I did a similar thing for a geographic application where I wanted to ensure I could cache point sets easily. My geohashing code looks like this:
def compute_chunk(latitude, longitude)
(floor_lon(longitude) * 0x1000) | floor_lat(latitude)
end
def floor_lon(longitude)
((longitude + 180) * 10).to_i
end
def floor_lat(latitude)
((latitude + 90) * 10).to_i
end
Everything got really easy from there. I had some code for grabbing all of the chunks from a given point to a given radius that would translate into a single memcache multiget (and some code to backfill that when it was missing).

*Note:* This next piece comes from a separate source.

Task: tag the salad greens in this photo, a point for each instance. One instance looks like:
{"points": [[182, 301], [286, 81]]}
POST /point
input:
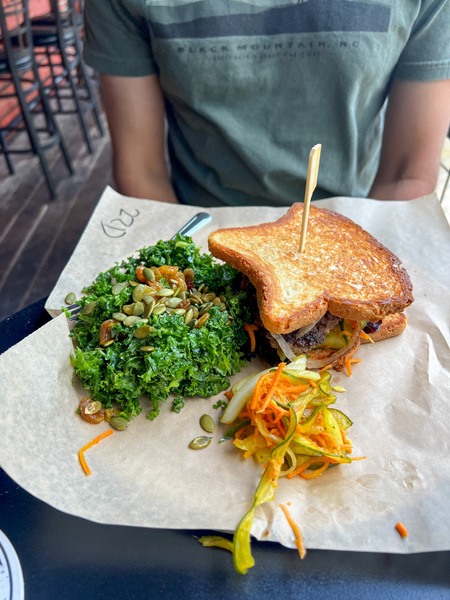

For movielandmarks.com I used the clustering code from Mike Purvis, one of the authors of Beginning Google Maps Applications with PHP and AJAX. It builds trees of clusters/points for different zoom levels using PHP and MySQL, storing it in the database so that recall is very fast. Some of it may be useful to you even if you are using a different database.
Why not testing multiple approaches?
translate the weka library in .NET CLI with IKVM.NET
add an assembly resulted from your code and weka.dll (use ilmerge) into your database
Make some tests, that is. No specific clustering works better than anyone else.
I believe you can use MSSQL's spatial data types. If they are similar to other spatial data types I know, they will store your points in a tree of rectangles, and then you can go to the lower-resolution rectangles to get implicit clusters.
If you end up wanting to explore Geohash's (which were invented at exactly the same time you posted this question), here's a more fleshed-out implementation of Geohash related functions for SQL Server's TSQL in which you might be interested.
QalGeohash-TSQL
I have used the Integer version of the Geohash extensively to cluster results to reduce data sent to a client for a limited viewport.